The Real Mount Panorama
1995 - From Last to First
The 1995 Tooheys 1000 had everything. A six hour charge from last place; an unprecedented mechanical disaster from one of the leading teams right at the very start; and a controversial mid-race collision between the two race leaders.

A 21-year-old — Craig Lowndes — took pole position. At the green Lowndes was a little too heavy-footed and wheelspun his way off the front line, allowing an almost-disbelieving Gardner to steer around the outside to lead them into Hell Corner.

Three laps was all it took for Richards to overhaul Gardner. The recovered Lowndes was third. Lowndes set the fastest lap of the race (2m 14.32s) on lap eight but it was a short-lived effort. Just as he looked set to challenge Richards, the HRT Commodore’s oil light flashed red and before the engine went with it the kid parked it.

After 20 laps Jim Richards’ lead over Gardner had stretched to almost six seconds. Richards made 38 laps before pitting and handing Skaife a huge lead.

Cotter spun his Commodore into the wall at The Cutting. At the restart Skaife led from Johnson Snr.

Just as the second round of stops loomed, Skaife appeared on Conrod surrounded by smoke. The gearbox/tailshaft yoke was broken and its race was over. Ingall shot past, now back on the lead lap. Immediately he pitted for Perkins. Johnson, the new leader, pitted for Bowe but a sloppy stop meant that when Parsons came in one lap later, Seton came out right on Bowes’ tail.

On lap 93, Bowe slid wide exiting The Cutting and Seton dived for the gap. Bowe closed the door and they touched, the Shell/FAI car pirouetting into the concrete. Seton was lucky to escape damage and sneaked into the lead as Bowe headed for the pits.

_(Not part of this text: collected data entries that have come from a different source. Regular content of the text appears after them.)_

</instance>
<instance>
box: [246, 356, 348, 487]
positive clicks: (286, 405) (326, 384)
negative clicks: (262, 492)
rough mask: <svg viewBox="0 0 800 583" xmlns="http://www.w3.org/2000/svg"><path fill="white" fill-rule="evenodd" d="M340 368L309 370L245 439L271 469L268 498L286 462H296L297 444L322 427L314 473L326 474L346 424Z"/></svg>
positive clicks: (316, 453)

Race leader Parsons started to drop his pace as dehydration began to affect him, allowing second-placed Percy to close in. In third, Allan Grice was still on the pace.

Then it happened. In his Bathurst debut, Victorian ex-truck racer David Parsons’ steering failed on Mountain Straight. The car ploughed into the wall. Olofsson and Crompton’s last stops could be done “under the yellow” and suddenly Perkins was within sight of the leader, Seton.

With 23 laps to go it was a whole new race, with five cars in a position to fight for the win. Leader Seton hammered away to an immediate gap, leaving Brad and Alan Jones to fight their own fight. Perkins took the left side of the straight from AJ and in a drag race beat him to Caltex Chase, taking third. After another lap Perkins sliced down the inside at Murray’s and was in second.

Seton was five seconds clear and Alan Jones was attacking Perkins from the rear, but AJ’s challenge was derailed by a brake problem.

Then, disaster struck for Seton. The Falcon dropped a valve and lost ground to Perkins. Within nine laps of his first Bathurst win, exactly 30 years after his father won, Seton coasted to a stop with a dead engine. Larry Perkins rushed past the stricken Ford and on to victory.